I am worrying about one thing that i couldn't understand and it's about the tax credit, so please help me and clarify this for me if you can: My question is, if my wife is recieving tax credit before we apply, would that affect our application for the settlement visa in any negative way? If So how long does she need to not be receiving the tax credit before we can apply for the visa ? I seriously couldn't find any answer for that question anywhere, so am hoping that you can help me with it. 

P.S: my wife satisfies the threshold for income .

Thank you so much in advance


----------



## Warif (Mar 27, 2013)

In order to save govt funds people take in form of tax credit,jobless funds and council home ukba impose new rules for immigration.
In my thinking it should be a negative impact on your spouse visa.


----------



## GOHO (Jul 25, 2013)

But as far as i know ukba is concerned with the applicant and to not have any recourse to public funds in the future, my wife meet the threshold income of the 18600 and that is what matters regarding the financial requirment, so how would it matter if she is still in recieve of tax credit or not? the ukba says that there's nothing against the british citizen claiming any benefit that they are entitled to on their own right, isn't this true ?


----------



## Warif (Mar 27, 2013)

Please mention it is child tax credit or working tax credit?


----------



## GOHO (Jul 25, 2013)

Sorry Warif, i was speaking about working tax credit!

I know it seems confusing a bit why my wife would receive working tax credit if she earn 18600 but am assuming she was still in recieve cause that doesn't change until the p60 is issued after every financial year?


----------



## Warif (Mar 27, 2013)

GOHO said:


> Sorry Warif, i was speaking about working tax credit!
> 
> I know it seems confusing a bit why my wife would receive working tax credit if she earn 18600 but am assuming she was still in recieve cause that doesn't change until the p60 is issued after every financial year?

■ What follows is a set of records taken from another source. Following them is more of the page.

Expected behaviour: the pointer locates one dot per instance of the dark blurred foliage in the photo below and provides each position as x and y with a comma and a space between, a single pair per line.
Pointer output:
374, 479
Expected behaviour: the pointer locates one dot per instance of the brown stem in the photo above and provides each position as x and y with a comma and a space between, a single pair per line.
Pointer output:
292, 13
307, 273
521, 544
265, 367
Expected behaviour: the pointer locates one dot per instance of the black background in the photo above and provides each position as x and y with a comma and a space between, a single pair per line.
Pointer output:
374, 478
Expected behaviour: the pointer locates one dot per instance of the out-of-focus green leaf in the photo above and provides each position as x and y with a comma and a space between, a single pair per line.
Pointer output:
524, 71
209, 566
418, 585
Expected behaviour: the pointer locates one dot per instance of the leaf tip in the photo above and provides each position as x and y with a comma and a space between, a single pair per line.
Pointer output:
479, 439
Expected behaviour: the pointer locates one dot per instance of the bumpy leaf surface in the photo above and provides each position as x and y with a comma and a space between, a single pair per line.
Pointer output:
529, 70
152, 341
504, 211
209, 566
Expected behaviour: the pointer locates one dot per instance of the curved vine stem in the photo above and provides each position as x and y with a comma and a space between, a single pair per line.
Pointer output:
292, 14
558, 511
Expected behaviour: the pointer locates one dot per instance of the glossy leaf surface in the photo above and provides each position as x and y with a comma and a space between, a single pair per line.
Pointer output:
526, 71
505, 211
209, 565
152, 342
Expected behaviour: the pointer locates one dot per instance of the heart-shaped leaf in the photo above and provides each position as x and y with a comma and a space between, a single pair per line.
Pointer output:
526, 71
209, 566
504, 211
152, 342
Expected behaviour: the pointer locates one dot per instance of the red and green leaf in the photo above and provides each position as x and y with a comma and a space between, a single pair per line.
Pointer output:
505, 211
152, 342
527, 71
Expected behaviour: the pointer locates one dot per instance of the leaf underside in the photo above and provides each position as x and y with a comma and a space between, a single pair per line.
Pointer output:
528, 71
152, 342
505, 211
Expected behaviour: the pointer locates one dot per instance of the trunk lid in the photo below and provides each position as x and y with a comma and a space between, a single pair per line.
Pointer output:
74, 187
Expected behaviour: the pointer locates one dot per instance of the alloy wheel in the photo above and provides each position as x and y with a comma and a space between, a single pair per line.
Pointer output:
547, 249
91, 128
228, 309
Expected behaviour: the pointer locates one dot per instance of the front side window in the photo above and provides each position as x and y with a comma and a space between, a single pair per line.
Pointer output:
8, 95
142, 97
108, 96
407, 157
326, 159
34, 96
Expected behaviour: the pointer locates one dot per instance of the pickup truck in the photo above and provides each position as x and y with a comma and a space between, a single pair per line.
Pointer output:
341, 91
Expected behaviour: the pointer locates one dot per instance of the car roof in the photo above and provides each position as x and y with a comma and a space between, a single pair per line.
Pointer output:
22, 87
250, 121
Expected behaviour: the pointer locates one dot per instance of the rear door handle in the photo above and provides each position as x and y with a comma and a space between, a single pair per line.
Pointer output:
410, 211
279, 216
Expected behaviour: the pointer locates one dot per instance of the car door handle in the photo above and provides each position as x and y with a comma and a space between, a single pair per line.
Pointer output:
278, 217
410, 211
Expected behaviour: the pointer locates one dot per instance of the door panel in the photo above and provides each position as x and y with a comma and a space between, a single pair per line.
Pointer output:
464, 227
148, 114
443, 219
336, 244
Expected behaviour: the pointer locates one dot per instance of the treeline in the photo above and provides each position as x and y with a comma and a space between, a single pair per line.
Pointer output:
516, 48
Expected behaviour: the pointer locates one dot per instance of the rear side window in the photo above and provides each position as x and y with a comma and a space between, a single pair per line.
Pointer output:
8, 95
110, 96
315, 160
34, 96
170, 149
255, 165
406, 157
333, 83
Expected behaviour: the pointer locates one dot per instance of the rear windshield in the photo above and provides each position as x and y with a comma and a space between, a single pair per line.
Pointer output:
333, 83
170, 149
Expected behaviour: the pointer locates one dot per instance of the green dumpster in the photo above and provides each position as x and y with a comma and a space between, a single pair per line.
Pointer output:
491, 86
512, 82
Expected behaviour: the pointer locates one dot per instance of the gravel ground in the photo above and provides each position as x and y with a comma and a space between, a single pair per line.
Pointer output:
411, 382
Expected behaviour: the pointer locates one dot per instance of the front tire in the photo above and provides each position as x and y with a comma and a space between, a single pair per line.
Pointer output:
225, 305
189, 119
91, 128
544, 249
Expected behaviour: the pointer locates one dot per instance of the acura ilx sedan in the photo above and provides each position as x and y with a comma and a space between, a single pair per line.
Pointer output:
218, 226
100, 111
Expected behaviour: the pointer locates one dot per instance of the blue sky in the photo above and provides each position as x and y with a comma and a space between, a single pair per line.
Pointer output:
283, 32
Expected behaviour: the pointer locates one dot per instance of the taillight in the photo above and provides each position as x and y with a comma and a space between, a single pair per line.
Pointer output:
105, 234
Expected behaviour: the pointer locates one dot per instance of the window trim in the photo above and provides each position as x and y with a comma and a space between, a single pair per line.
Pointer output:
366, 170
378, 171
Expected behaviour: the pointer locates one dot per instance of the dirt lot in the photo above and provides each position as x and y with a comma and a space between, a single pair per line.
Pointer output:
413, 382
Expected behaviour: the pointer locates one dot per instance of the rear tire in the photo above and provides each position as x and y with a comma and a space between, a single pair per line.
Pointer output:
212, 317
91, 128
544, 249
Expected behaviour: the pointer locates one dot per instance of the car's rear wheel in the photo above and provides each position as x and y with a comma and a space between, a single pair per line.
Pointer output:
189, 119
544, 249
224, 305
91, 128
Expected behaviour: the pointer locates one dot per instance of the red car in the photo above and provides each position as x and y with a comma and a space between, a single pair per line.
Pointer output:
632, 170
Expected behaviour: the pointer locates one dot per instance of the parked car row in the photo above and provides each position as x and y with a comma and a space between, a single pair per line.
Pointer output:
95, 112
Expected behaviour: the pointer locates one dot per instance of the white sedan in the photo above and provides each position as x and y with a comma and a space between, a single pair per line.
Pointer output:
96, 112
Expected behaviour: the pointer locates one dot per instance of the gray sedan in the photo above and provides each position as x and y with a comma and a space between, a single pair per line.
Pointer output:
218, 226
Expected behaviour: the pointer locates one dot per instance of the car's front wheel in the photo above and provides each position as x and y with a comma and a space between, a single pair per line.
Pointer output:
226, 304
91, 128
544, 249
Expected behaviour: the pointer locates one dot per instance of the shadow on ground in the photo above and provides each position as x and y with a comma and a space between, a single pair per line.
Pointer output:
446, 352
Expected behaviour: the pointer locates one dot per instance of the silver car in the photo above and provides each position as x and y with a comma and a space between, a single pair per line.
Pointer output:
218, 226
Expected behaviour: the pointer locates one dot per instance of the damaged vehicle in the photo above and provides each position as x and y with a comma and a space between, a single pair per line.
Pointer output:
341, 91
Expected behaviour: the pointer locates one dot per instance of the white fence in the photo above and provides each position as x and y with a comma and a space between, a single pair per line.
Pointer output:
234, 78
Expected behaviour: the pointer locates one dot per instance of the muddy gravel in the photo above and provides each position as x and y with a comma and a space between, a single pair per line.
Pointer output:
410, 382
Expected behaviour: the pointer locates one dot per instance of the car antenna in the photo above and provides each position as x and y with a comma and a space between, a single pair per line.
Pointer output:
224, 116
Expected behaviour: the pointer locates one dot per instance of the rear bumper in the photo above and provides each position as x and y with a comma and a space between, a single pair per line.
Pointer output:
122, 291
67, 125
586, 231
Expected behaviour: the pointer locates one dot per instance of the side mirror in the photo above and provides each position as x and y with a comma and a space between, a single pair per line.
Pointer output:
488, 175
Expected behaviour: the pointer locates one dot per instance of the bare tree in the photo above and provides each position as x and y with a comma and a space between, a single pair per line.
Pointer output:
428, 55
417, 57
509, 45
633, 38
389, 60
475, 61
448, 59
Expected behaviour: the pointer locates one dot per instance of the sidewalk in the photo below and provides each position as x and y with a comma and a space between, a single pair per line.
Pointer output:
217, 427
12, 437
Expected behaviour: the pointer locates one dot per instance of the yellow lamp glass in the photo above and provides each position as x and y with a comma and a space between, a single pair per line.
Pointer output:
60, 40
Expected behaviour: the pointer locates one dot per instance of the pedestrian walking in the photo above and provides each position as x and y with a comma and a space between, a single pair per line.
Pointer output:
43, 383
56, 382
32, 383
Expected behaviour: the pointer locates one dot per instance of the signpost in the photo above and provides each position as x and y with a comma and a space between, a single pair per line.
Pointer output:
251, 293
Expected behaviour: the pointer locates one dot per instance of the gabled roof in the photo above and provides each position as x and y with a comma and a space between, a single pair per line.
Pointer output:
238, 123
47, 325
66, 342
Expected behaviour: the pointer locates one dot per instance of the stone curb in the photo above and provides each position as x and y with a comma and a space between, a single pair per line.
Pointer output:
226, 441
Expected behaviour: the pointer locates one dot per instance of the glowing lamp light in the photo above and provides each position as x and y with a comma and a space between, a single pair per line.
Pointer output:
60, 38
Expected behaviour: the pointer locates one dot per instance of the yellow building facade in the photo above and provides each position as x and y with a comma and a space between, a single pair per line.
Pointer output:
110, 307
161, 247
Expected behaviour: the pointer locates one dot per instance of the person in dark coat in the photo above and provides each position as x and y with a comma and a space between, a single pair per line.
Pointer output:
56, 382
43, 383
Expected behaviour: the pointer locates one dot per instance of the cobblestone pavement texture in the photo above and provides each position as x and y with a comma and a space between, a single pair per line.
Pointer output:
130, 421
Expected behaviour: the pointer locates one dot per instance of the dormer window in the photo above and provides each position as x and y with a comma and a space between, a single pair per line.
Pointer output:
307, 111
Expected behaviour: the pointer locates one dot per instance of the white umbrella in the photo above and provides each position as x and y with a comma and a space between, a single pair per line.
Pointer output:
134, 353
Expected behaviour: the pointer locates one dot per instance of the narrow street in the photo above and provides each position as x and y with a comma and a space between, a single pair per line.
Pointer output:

Working tax credit is only for those who lives on low income.
It is serious problem ukba may think that your wife is comiting fraud.it is illegal to receive working tax credit if you earning enough.It is your wife duty to inform HMRC that she is working and receiving enough money.It has nothing to do with p60,one should have to inform HMRC when working status change.


----------



## GOHO (Jul 25, 2013)

Ok and thank you so much for the explanation warif


----------



## Warif (Mar 27, 2013)

GOHO said:


> Ok and thank you so much for the explanation warif


In my opinion it is best for you to first talk with professional solicitor.He will give you plenty of legal information and way to get rid of this problem.


----------



## Joppa (Sep 7, 2009)

If she is receiving WTC legitimately, having informed the tax credit office that she is married to an immigrant who has no recourse to public funds, then it's fine. Normally a couple whose joint income (minus some deductions) comes to more than around £18,000 aren't eligible for WTC, but that limit may be higher if they have children or are disabled. Exact calculation can be complicated but you may use a calculator on HMRC for a rough estimate. Remember Home Office may check with tax credit office about your entitlement, so beware.


----------



## GOHO (Jul 25, 2013)

Thank you so much Joppa for ur explanation 

Of course she is receiving WTC legitimately, She have a daughter so maybe that's why she was receiving more WTC. Am still in Tunisia so i don't understand or think her WTC can be affected by me, I know that once am in the UK with my wife she can still recieve the WTC but lower amount cause am subject to immigration status, she even tried with the calculator and it said that even when am there she will be still entiled for about 150ish pounds.
For us this is not a problem at all, my wife is earning enough and we won't need any benefit, all what matters for us is :

While applying for the spouse visa, can the fact that my wife was claiming WTC affect our application? in other words is there a rule/law stating that the sponsor should NOT be recieving WTC? 

Thank you so much for all your help everyone 
Am So grateful I discovered this Forum:clap2:


----------



## Joppa (Sep 7, 2009)

As long as she tells the tax credit office that you are joining her, you will be fine.


----------